Misfires can also occur because cases are too short at the shoulder due to excessive case sizing. As a result, a handloader may only hear the click of a falling firing pin because it did not have enough reach to give the
primer a solid hit.
In my CZ 527 Carbine, some primers failed to fire 7.62x39 cartridges. A shallow indent on the primers was the obvious cause. There was no buildup of gunk around the firing pin assembly to hinder the firing pin. It took some investigating, but I finally determined the 7.62’s low maximum average pressure of 45,000 psi did not expand cases to fill the chamber and that, together with the force of large rifle primers, caused case shoulders to be pushed back considerably.

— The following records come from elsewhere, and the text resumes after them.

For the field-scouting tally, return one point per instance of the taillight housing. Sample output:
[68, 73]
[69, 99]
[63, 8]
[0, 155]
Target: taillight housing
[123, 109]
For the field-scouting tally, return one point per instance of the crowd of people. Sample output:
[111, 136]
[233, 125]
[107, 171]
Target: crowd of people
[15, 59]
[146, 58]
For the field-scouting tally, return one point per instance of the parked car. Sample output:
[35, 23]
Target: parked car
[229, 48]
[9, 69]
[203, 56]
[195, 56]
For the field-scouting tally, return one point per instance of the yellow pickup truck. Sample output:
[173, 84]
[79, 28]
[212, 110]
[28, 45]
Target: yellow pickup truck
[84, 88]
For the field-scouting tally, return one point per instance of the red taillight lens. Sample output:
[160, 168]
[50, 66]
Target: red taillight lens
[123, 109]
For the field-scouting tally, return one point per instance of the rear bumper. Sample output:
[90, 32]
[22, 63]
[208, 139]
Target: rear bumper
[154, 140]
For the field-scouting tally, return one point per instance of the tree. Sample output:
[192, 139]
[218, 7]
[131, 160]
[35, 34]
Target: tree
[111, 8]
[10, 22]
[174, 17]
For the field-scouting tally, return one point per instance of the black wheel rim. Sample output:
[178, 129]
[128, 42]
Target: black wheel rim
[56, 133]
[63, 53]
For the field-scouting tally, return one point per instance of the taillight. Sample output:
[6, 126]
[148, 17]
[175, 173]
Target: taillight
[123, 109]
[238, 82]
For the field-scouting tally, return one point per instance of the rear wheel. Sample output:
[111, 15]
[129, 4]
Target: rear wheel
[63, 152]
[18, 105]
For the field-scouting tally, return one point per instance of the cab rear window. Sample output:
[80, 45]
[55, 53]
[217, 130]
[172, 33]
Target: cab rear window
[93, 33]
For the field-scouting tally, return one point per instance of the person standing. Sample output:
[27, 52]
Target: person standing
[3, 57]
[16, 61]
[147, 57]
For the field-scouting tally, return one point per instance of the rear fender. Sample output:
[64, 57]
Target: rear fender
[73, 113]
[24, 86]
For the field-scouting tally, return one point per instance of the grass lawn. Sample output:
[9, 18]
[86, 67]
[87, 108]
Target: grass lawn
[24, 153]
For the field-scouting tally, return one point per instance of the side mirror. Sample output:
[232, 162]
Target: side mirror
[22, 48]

I used a headspace gauge to measure the shoulders of factory-loaded Hornady Black 7.62x39 cartridges before and after they had been fired. The shoulders shortened .005 inch after firing. I measured the shoulders of four of the once-fired Hornady cases after they had been fired with only a Remington 9½ Large Rifle primer. The cases shortened more on the shoulder each of three times after only a primer was fired. The solution was to expand the case necks and then size down the necks until cases fit tightly in the CZ’s chamber, creating a false shoulder with a tight fit in the chamber.
Handloaders expect a lot from primers. Handle them with respect, select the proper one for your loads, seat them correctly and each and every primer will reliably ignite a powder charge.